The end of bipartisanship
The 2014 presidential election, in which current President Luis Guillermo Solís from the Citizen Action Party (PAC) emerged victorious, marked the end of a bipartisan balance that dominated Costa Rican elections since the 1950s,
Before that, power rotated fairly evenly between the PLN and its opposition, the Social Christian Unity Party (PUSC).
“When bipartisanship existed, the decision was made beforehand because the population was divided between the two big parties. When this breaks, the elements with which people choose their candidates begin changing, other criteria emerge,” said Gustavo Araya, a political scientist from the Latin America’s Social Sciences Faculty.

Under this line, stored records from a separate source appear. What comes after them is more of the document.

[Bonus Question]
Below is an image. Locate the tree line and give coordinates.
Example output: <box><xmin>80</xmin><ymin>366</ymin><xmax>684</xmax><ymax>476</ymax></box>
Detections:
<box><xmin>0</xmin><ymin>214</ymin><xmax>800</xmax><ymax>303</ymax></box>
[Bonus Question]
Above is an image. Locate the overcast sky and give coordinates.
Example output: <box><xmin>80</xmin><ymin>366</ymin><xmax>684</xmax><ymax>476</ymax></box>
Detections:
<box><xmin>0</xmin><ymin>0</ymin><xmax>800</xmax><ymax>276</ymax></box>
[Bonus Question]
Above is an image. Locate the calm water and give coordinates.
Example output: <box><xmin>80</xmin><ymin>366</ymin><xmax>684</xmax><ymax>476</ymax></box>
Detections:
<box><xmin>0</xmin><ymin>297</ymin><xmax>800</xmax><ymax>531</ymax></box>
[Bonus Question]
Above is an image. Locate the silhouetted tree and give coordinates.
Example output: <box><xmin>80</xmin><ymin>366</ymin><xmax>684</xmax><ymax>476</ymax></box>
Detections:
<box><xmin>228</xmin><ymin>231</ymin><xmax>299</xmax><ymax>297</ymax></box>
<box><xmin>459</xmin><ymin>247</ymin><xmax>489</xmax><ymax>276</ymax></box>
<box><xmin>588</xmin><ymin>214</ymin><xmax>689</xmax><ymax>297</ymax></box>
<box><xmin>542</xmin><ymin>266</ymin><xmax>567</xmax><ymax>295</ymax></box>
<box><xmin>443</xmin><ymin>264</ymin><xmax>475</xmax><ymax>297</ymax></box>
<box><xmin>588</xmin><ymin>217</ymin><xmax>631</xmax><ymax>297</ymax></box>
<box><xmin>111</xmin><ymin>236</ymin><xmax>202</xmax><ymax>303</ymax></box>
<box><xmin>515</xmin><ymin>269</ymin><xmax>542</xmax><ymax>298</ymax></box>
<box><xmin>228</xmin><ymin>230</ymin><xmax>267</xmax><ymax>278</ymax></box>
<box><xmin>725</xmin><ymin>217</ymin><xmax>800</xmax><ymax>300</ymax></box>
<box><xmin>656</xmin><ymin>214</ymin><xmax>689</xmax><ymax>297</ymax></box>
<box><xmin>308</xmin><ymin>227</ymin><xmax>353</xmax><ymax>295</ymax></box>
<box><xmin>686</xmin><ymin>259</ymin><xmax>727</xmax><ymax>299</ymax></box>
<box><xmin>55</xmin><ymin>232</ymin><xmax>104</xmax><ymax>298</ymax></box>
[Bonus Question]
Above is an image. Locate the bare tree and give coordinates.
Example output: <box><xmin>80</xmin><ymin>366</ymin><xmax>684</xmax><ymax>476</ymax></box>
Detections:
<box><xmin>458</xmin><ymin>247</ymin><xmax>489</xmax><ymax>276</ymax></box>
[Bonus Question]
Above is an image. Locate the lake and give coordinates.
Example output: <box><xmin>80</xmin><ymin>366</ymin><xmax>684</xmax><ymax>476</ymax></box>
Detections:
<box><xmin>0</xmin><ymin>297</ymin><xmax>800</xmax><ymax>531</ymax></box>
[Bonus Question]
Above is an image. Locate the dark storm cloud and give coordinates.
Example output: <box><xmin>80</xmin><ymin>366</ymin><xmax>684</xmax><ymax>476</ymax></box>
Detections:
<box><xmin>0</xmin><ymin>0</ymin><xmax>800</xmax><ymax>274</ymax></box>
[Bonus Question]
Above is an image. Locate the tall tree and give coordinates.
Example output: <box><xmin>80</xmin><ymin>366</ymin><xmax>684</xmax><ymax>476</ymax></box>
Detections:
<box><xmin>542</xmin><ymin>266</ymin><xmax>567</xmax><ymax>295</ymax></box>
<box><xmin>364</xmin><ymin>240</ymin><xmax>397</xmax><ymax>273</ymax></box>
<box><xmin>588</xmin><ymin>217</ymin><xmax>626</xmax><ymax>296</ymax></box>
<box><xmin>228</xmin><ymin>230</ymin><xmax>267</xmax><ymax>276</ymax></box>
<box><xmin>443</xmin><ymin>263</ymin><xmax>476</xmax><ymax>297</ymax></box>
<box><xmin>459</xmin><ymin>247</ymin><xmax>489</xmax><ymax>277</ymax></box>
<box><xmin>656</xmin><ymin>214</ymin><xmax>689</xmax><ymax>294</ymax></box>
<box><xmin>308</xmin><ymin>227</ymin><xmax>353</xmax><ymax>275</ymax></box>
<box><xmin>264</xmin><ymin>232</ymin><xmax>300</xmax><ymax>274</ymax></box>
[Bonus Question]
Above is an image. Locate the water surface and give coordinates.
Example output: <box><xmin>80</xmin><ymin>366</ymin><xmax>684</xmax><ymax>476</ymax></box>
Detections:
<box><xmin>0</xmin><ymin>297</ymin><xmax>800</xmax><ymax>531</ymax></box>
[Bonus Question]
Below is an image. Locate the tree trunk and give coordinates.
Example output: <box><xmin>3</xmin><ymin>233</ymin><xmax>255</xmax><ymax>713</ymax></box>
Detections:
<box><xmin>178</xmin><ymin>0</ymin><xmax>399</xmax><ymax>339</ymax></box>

He added, “We’re in an undefined moment for the population.”
With this volatile scenario, breaking news has influenced voters’ thinking. One example: the Inter-American Court of Human Rights’ ruling on Jan. 9 that member states, includign Costa Rica, must recognize same-sex marriage.
In response, the evangelical legislator and presidential candidate Fabricio Alvarado said that should he win the presidency, he’d withdraw Costa Rica from the Inter-American Court of Human Rights.
Social media analyst Esteban Mora reported that from Jan. 9-14, Alvarado registered an increase of 122 percent in the number of followers of his Facebook page, with an exponential spike in his social media interactions.
Something similar happened with Juan Diego Castro, from the tiny National Integration Party (PIN), whose law-and-order, “mano dura” rhetoric has allowed him to capitalize the indignation provoked by a scandal about the importation of Chinese cement, which exposed a traffic of influences network in the three powers of the estate.
According to analyst Gustavo Araya, this topic, which dominated headlines in late 2017, carries significant weight with the voters, but the candidates must vary their talking points in these final weeks because the cement scandal “already happened. It’s gone.”